You’re Next met en scène la famille Davison, spécialement réunie dans la résidence secondaire pour célébrer l’anniversaire de mariage des plus vieux. Les voilà donc tous reclus en pleine campagne, chacun accompagné de leurs compagnons respectifs. Inutile d’être Platon pour deviner que ce banquet en huis clos Sartrien se dégradera très rapidement en concentré d’hémoglobine. D’ailleurs, une fois le prologue achevé (rappelant très fortement celui de Scream de Wes Craven ), la caméra nous offrira un plan grand ensemble de champs abandonnés où file une voiture.Grand espace où personne ne pourra vous porter secours. Une réplique fuse ensuite : « On est isolé ». Le décor ne pourrait être plus précisément planté. Tandis que l’intrigue débute, nous devinons déjà la fin. Typique des « Home Intrusion », chaque élément nous ramène à la catastrophe imminente qui se profile (lustre qui tangue, porte qui claque). Mais, ce long métrage emprunte également les codes du Slasher. Autrement dit, nous verrons des tueurs psychopathes avec des masques d’animaux assassiner avec méthode et plaisir chacun des protagonistes. Erin, héroïne féminine sera leur principale opposante. Si le croisement des genres de films d’horreur peuvent parfois émerveiller, You’re Next sera hélas une déception amère.
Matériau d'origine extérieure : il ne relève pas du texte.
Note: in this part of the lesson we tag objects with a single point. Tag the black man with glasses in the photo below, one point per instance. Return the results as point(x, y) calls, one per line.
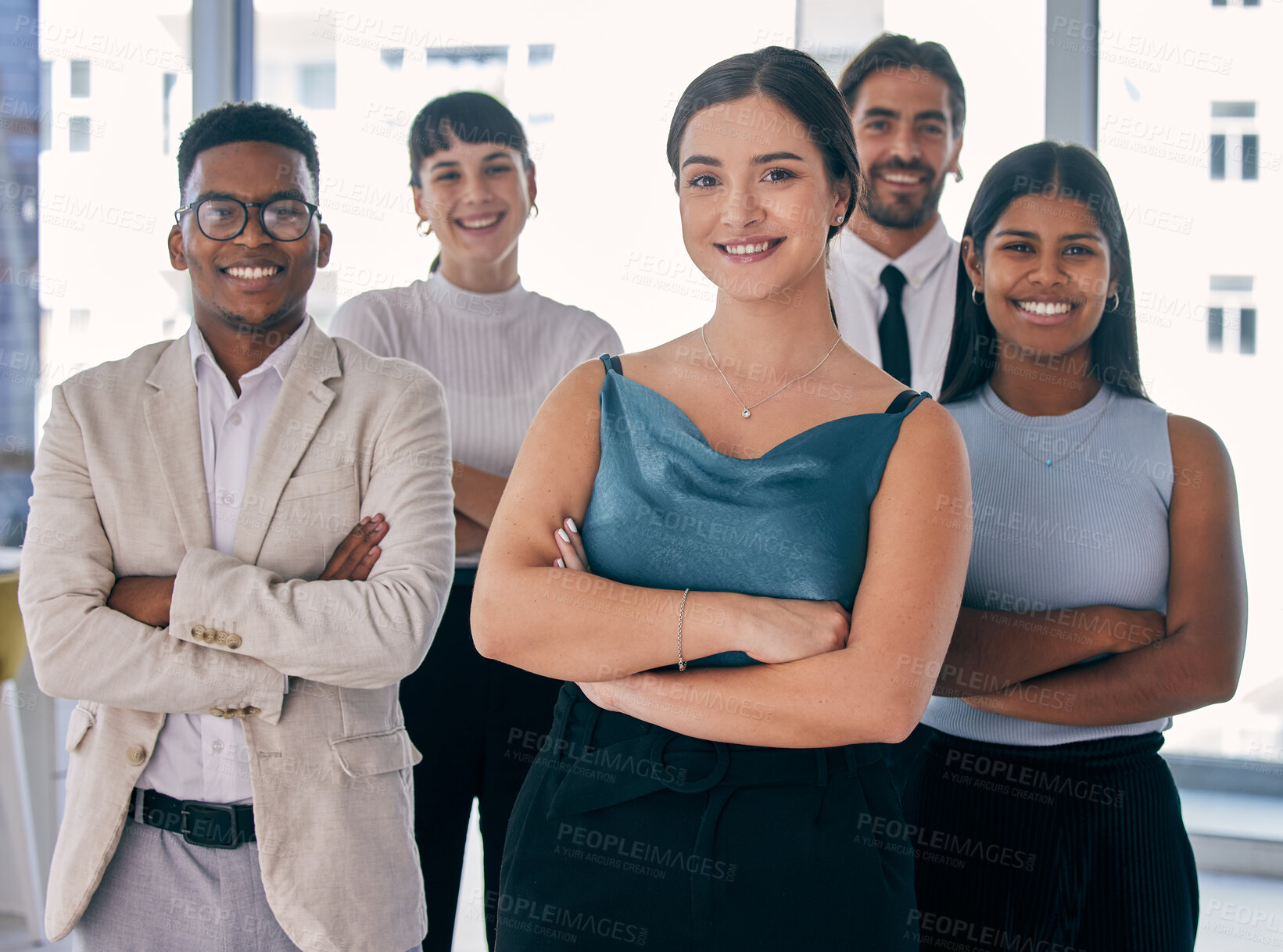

On peut citer Halloween de John Carpenter, Massacre à la tronçonneuse de Tobe Hooper ou encore Freddy de Wes Craven. Chacun de ces longs métrages nous ramène à un tueur masqué effrayant qui ne nous offre aucune chance de nous en sortir. Ces « monstres » font véritablement peur, ils sont de ceux qu’on imagine cachés sous notre lit, ceux qu’on n’a peur de croiser la nuit quand on se lève pour aller chercher un verre d’eau, ceux dont on n’oublie jamais le « visage ». Si bien que récemment nous avons eu le droit à toutes sortes de remakes reprenant ces figures mythiques de l’horreur. Loin de ces illustres modèles, You’re Next suscitaitl’attente d’un nouveau visage à coller à nos peurs (les fameux masques bestiaux). Leur première apparition se fait avec élégance. Armés d’arbalètes puis de haches, ils semblent aussi dangereux de loin que de près, de l’extérieur que de l’intérieur. La première demi-heure, ces bourreaux, d’une beauté esthétique renversante et d’un corps à la grâce éthérée, insufflent un réel sentiment de hantise qui hélas s’évaporera au profit d’une prestation risible. L’identité dissimulée effraye, déstabilise, car la personne se trouvant en dessous peut être n’importe qui.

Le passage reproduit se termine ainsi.